21e dimanche ordinaire C

Efforcez-vous d’entrer par la porte étroite

22 août 2010

Nous retrouvons Jésus et ses disciples en marche vers Jérusalem, la ville de sa passion, de sa mort et de sa résurrection. En cours de route, Jésus répond aux questions qu’on lui pose. Il enseigne, encourage, initie son auditoire aux réalités du Royaume des cieux. C’est ainsi que quelqu’un l’interroge : « Seigneur, n’y aura-t-il que peu de gens à être sauvés ? »
Jésus accueille la question tout en la réorientant car elle est mal posée. En effet, si sa réponse avait été : « Il n’y a que peu de gens qui seront sauvés » cela risquait de décourager quantité de personnes. À quoi bon autant d’efforts si le salut reste pratiquement inaccessible. À l’inverse, si Jésus avait dit : « Ils sont nombreux ceux qui seront sauvés », cela risquait de faire sombrer les plus faibles dans la négligence, la paresse, au motif qu’on irait tous au paradis.
La question du nombre de personnes promises au salut n’est donc pas la bonne question, d’abord parce qu’elle est démobilisatrice et ensuite parce que la liberté de l’homme est engagée, réellement, pleinement. Il appartient à chacun de s’engager sérieusement sur le chemin de Royaume de Dieu afin d’exaucer le désir du Père qui « veut que tous les hommes soient sauvés et parviennent à la connaissance de la vérité » (1 Tim 2, 4). Tous les hommes figurent donc sur la liste des invités, encore faut-il qu’ils veuillent répondre sérieusement à l’invitation du Seigneur.

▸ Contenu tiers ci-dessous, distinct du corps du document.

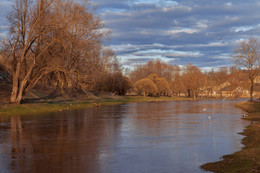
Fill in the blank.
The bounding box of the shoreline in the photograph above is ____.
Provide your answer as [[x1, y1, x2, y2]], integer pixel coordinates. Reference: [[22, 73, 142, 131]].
[[0, 96, 191, 117], [201, 101, 260, 173]]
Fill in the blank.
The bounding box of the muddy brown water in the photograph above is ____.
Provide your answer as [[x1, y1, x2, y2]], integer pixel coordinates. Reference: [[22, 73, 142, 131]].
[[0, 100, 249, 173]]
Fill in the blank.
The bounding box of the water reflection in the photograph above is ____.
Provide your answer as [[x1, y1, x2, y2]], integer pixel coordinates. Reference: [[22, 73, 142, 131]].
[[0, 100, 250, 173]]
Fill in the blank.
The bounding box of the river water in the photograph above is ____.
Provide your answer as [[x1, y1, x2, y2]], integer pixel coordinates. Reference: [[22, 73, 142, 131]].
[[0, 100, 249, 173]]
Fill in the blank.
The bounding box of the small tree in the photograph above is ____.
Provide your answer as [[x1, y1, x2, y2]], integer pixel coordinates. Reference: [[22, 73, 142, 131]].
[[233, 38, 259, 101], [155, 78, 172, 96], [135, 78, 158, 96]]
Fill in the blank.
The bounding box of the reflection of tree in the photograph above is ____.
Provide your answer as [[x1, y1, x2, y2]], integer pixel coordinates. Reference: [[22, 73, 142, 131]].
[[0, 108, 125, 172]]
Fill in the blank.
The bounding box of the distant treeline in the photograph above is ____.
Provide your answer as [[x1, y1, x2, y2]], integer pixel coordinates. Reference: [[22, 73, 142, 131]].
[[0, 0, 259, 104]]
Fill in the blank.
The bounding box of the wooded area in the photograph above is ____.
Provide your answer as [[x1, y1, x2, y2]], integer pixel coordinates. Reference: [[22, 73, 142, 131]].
[[0, 0, 259, 104]]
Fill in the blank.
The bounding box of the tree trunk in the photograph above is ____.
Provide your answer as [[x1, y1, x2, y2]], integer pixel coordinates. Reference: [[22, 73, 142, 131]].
[[11, 63, 21, 103], [193, 91, 196, 100], [250, 79, 254, 101]]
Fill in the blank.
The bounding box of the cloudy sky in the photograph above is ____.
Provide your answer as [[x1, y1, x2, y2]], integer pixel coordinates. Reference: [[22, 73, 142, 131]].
[[0, 0, 260, 69]]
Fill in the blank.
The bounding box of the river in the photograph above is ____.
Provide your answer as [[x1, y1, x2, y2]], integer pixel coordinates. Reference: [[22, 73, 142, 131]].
[[0, 100, 250, 173]]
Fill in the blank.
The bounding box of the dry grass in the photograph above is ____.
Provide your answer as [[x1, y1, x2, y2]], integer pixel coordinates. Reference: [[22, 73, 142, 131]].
[[201, 102, 260, 173]]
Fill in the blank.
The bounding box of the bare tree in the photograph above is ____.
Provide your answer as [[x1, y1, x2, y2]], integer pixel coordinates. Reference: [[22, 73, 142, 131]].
[[232, 38, 259, 101], [135, 78, 158, 96], [4, 0, 104, 103], [182, 64, 205, 99]]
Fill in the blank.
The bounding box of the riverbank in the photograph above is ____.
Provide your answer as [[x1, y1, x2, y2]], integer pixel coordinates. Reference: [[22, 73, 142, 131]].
[[201, 102, 260, 173], [0, 95, 190, 116]]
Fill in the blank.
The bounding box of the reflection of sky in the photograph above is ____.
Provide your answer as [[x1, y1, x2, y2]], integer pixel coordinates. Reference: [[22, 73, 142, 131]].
[[0, 0, 260, 68], [0, 100, 250, 173], [100, 101, 249, 173]]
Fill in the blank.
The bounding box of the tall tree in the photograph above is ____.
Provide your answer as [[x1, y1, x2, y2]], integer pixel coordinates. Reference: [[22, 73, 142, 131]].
[[2, 0, 104, 103], [182, 64, 205, 99], [233, 38, 260, 101]]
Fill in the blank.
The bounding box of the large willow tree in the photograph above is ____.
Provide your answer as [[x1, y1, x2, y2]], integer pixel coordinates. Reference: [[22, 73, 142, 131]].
[[4, 0, 105, 104]]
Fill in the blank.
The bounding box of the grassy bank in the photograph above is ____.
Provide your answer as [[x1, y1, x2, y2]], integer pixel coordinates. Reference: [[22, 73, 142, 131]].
[[201, 102, 260, 173], [0, 96, 191, 116]]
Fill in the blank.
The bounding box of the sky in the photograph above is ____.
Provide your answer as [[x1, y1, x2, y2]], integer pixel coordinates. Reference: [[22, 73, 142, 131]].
[[0, 0, 260, 70]]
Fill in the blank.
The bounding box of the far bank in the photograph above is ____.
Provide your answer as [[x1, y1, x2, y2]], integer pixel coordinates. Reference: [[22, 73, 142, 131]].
[[201, 101, 260, 173]]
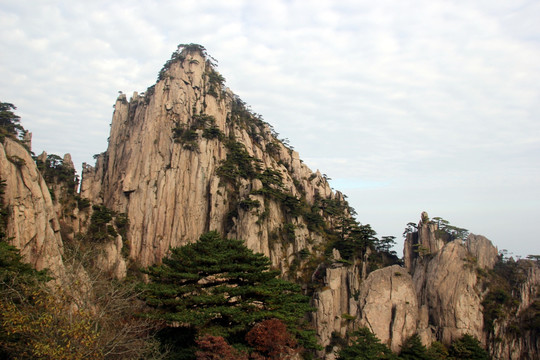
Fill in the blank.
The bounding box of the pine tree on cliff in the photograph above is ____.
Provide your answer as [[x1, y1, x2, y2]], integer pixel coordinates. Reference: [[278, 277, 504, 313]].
[[143, 232, 315, 348]]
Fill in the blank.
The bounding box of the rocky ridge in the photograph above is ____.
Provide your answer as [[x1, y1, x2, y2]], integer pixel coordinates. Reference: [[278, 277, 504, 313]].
[[0, 46, 540, 359]]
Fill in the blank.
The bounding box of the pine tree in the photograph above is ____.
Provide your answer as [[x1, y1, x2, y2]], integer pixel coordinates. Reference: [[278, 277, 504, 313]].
[[338, 327, 397, 360], [143, 232, 315, 348], [450, 334, 490, 360], [399, 334, 430, 360]]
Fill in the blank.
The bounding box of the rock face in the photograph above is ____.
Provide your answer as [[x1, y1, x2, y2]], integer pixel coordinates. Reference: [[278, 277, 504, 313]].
[[81, 46, 339, 270], [0, 138, 64, 276], [358, 265, 418, 352], [0, 47, 540, 359]]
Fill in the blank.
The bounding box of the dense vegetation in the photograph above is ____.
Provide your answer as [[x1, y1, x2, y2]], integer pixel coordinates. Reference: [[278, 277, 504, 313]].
[[337, 328, 490, 360], [143, 232, 315, 356]]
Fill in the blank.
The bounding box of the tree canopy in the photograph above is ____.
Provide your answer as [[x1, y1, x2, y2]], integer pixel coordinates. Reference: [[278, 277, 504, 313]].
[[0, 101, 24, 140], [143, 232, 315, 347], [338, 327, 398, 360]]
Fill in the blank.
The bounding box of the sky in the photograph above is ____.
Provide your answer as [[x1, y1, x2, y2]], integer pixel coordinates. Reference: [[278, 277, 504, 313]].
[[0, 0, 540, 256]]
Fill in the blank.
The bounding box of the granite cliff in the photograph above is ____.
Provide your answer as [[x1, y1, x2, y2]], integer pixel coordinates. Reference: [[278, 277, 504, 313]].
[[0, 44, 540, 359]]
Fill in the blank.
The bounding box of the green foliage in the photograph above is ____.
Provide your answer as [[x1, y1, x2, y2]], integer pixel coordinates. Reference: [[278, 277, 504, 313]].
[[482, 287, 512, 331], [205, 67, 225, 98], [87, 205, 117, 242], [0, 180, 9, 241], [482, 256, 528, 333], [34, 154, 79, 195], [0, 102, 25, 142], [203, 125, 225, 140], [431, 217, 469, 242], [172, 114, 225, 151], [427, 341, 449, 360], [217, 139, 260, 187], [449, 334, 490, 360], [265, 141, 279, 157], [143, 232, 315, 352], [521, 295, 540, 336], [399, 334, 431, 360], [158, 43, 208, 81], [238, 198, 261, 211], [338, 327, 397, 360], [0, 241, 51, 299]]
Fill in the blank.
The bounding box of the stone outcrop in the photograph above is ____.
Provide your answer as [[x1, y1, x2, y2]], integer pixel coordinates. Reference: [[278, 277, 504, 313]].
[[81, 46, 339, 271], [0, 48, 540, 359], [357, 265, 418, 352], [0, 138, 64, 276]]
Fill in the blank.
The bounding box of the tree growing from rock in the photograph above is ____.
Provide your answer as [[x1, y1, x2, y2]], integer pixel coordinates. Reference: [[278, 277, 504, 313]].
[[139, 232, 315, 348]]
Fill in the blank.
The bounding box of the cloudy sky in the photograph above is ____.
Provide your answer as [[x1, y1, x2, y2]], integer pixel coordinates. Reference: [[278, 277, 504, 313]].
[[0, 0, 540, 255]]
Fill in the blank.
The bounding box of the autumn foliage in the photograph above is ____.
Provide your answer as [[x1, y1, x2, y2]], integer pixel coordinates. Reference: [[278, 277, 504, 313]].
[[246, 319, 299, 359], [195, 335, 248, 360]]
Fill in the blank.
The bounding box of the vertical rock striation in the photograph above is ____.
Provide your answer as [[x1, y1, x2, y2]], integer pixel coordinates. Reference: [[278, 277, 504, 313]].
[[0, 138, 64, 276]]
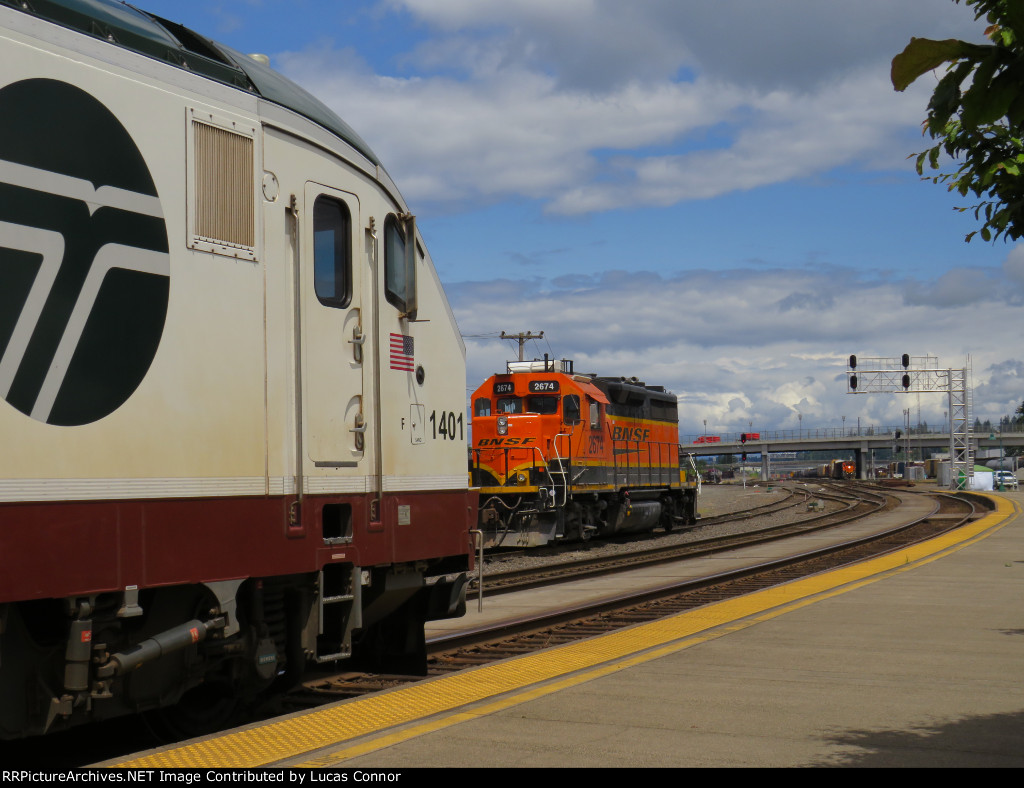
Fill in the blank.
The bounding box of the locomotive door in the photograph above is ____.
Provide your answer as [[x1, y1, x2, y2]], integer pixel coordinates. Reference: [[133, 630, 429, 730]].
[[300, 182, 369, 468]]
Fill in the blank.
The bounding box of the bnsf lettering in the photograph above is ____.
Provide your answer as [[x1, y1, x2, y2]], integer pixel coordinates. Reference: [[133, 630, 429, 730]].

C’est dans cette perspective, me semble-t-il, qu’il faut comprendre la réponse de Jésus : « Efforcez-vous d’entrer par la porte étroite ». La question du salut est une affaire sérieuse. C’est même une affaire très sérieuse, car une traduction plus précise de la réponse de Jésus donne ceci : « Luttez pour entrer par la porte étroite ». Il y a donc un combat, une lutte, et au bout la victoire ou la défaite.
Quel est, quels sont les adversaires, que nous sommes appelés chacun à affronter pour « entrer par la porte étroite » ? Il importe, si l’on veut remporter la victoire, de ne pas se tromper d’adversaires. Qui sont nos adversaires ? Ce ne sont certainement pas nos frères et nos soeurs, au sens où il faudrait jouer des coudes pour se frayer un chemin à travers eux pour arriver en bonne place devant la porte. Rappelez-vous cette phrase de l’apôtre Paul à Timothée, phrase déjà citée : « Dieu veut que tous les hommes soient sauvés ». Nos frères et soeurs ne sont donc pas nos concurrents sur le chemin du Royaume des cieux, mais des compagnons de route qui nous accompagnent sur ce chemin. Qui sont alors nos adversaires ? Nos ennemis ce sont les forces du mal, les partisans et les disciples du Mauvais, de Satan, qui n’a d’autre but que la ruine de l’homme.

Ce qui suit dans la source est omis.